Theresa May va une nouvelle fois presser les députés lundi d'approuver son accord de Brexit très largement conspué, sous peine de plonger le Royaume-Uni dans une situation «catastrophique», dans un plaidoyer de la dernière chance à la veille d'un vote crucial au Parlement.
Un rejet mardi de cet accord longuement et difficilement négocié avec l'UE, mais vilipendé tant par les partisans de la sortie du Royaume-Uni de l'UE que par les europhiles, risque de compromettre le Brexit et de saper la démocratie, selon la Première ministre britannique.
Dans un discours qu'elle fera dans une usine du bastion pro-Brexit de Stoke-on-Trent (centre de l'Angleterre), elle va enjoindre les députés de ne pas décevoir les électeurs ayant voté en faveur du retrait au référendum de 2016.
«Nous avons tous le devoir de mettre en oeuvre le résultat du référendum», préviendra-t-elle, selon des extraits diffusés à l'avance par ses services.
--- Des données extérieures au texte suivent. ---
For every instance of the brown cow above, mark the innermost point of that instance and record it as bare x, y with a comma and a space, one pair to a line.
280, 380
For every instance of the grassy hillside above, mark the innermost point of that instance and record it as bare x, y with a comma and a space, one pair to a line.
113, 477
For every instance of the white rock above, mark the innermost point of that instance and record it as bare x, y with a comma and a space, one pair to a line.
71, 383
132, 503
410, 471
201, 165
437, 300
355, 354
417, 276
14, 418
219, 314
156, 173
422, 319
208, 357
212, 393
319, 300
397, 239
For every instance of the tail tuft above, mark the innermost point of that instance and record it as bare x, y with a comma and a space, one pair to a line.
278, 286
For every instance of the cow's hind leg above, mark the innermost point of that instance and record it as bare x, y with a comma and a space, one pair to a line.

Sinon, «cela causerait un préjudice catastrophique à la confiance du peuple dans le processus démocratique et dans ses responsables politiques».
Si l'accord est effectivement recalé, le Royaume-Uni risque de quitter l'UE sans accord le 29 mars, un scénario redouté par les milieux économiques, ou plus probablement de ne pas quitter du tout le bloc européen, selon Theresa May.
«Comme nous l'avons vu au cours des dernières semaines, certains à Westminster (au Parlement britannique, ndlr) souhaiteraient reporter ou même stopper le Brexit et ils utiliseront tous les moyens possibles pour y parvenir», observera-t-elle.
«Qu'en serait-il si nous nous trouvions dans une situation où le Parlement tentait de faire sortir le Royaume-Uni de l'UE en dépit d'un vote pour le maintien ?», doit-elle ajouter.
Dimanche dans le tabloïd Sunday Express, la dirigeante conservatrice a déjà exhorté les députés à «faire ce qui est juste pour notre pays».
Motion de censure
Voulant capitaliser sur le chaos ambiant, le chef de l'opposition travailliste, Jeremy Corbyn, a une nouvelle fois appelé dimanche à des élections anticipées en cas de rejet de l'accord, assurant que sa formation déposerait «bientôt» une motion de censure.
Selon The Observer, les députés travaillistes ont été informés que celle-ci pourrait être déposée «dans les heures» suivant un éventuel blocage du texte.
Si le Labour accédait au pouvoir, le Brexit pourrait être retardé le temps de négocier un nouvel accord avec Bruxelles, a reconnu M. Corbyn sur la BBC.
Face à l'hostilité des députés, Theresa May a cherché auprès de ses partenaires européens des «assurances» susceptibles de les convaincre, notamment sur le caractère provisoire du «backstop» irlandais.
Cette option de dernier recours, décriée par les Brexiters, doit éviter le rétablissement d'une frontière physique entre l'Irlande et la province britannique d'Irlande du Nord si aucune solution alternative n'était trouvée à l'issue d'une période de transition.
Ces assurances seront obtenues «peu avant le vote», a assuré une porte-parole du gouvernement, laissant entendre qu'elles seraient présentées lundi.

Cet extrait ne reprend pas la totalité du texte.